Query Cassandra with Both Primary Key and Secondary Key Constraints

I have a table in Cassandra defined as

CREATE TABLE foo ("A" text, "B" text, "C" text,
    "D" text, "E" text, "F" text,
    PRMIARY KEY ("A", "B"),
    INDEX ("C"))

I inserted billions of records into this table. And now I want to query the table with CQL

SELECT * FROM foo WHERE "A"='abc' AND "B"='def' AND "C"='ghi'

I keep receiving 1200 error saying that

ReadTimeout: code=1200 [Coordinator node timed out waiting for replica nodes' responses] message="Operation timed out - received only 0 responses." info={'received_responses': 0, 'required_responses': 1, 'consistency': 'ONE'}

After googling, I suspect the reason of this error is that the query is directed to some partitions that does not hold any data.

My questions are

Is there any constraint querying CQL with both primary key and secondary key specified?
If I specified the partition key in my CQL, here "A"='abc' (correct me if wrong), why C* still tries other partition that apparently does not hold the data?
Any hints to solve this timeout problem?

Thank you!

Solution

Note: For my examples, I got rid of the double-quotes around the column names. It really doesn't do anything other than preserve case in the column names (not the values) and only just serves to muck-up the works.

Is there any constraint querying CQL with both primary key and secondary key specified?

First of all, I need to clear-up what, exactly, your "primary key" and "secondary key" are. If you are referring to C as a "secondary key," then "yes" you can, with some restrictions.
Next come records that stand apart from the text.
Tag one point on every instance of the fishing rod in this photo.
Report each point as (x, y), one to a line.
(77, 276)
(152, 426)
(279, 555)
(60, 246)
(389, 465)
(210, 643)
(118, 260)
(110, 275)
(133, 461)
If you mean your partition key (A) and your cluster key (B), then yes, you can.

Querying by your partition and clustering keys (or even just your partition key(s) works:

aploetz@cqlsh:stackoverflow2> SELECT * FROM foo WHERe A='abc' AND B='def';

 a   | b   | c   | d   | e   | f
-----+-----+-----+-----+-----+-----
 abc | def | ghi | jkl | mno | pqr

(1 rows)
aploetz@cqlsh:stackoverflow2> SELECT * FROM foo WHERe A='abc';

 a   | b   | c   | d   | e   | f
-----+-----+-----+-----+-----+-----
 abc | ddd | ghi | jkl | mno | pqr
 abc | def | ghi | jkl | mno | pqr

(2 rows)

When I create your table and index, insert a few rows, and run your query:

aploetz@cqlsh:stackoverflow2> SELECT * FROM foo WHERE A='abc' AND B='def' AND C='ghi';

 a   | b   | c   | d   | e   | f
-----+-----+-----+-----+-----+-----
 abc | def | ghi | jkl | mno | pqr

(1 rows)

That works.

If I specified the partition key in my CQL, here "A"='abc' (correct me if wrong), why C* still tries other partition that apparently does not hold the data?

I don't believe that is the problem. You are restricting it to a single partition, so it should only query data off of the abc partition.

I inserted billions of records into this table.

What you are seeing, is the reason that secondary index usage is considered to be an "anti-pattern" in Cassandra. Secondary indexes do not work the same way that they do in the relational world. They just do not scale well to large clusters or data sets.

Any hints to solve this timeout problem?

Yes. Recreate your table with C as a second clustering key. And do not create an index on C.

CREATE TABLE foo (A text, B text, C text, D text, E text, F text,
  PRMIARY KEY (A, B, C));

Reload your data, and then this should work for you:

aploetz@cqlsh:stackoverflow2> SELECT * FROM foo WHERE A='abc' AND B='def' AND C='ghi';

Not only should it work, but it should not timeout and it should be fast.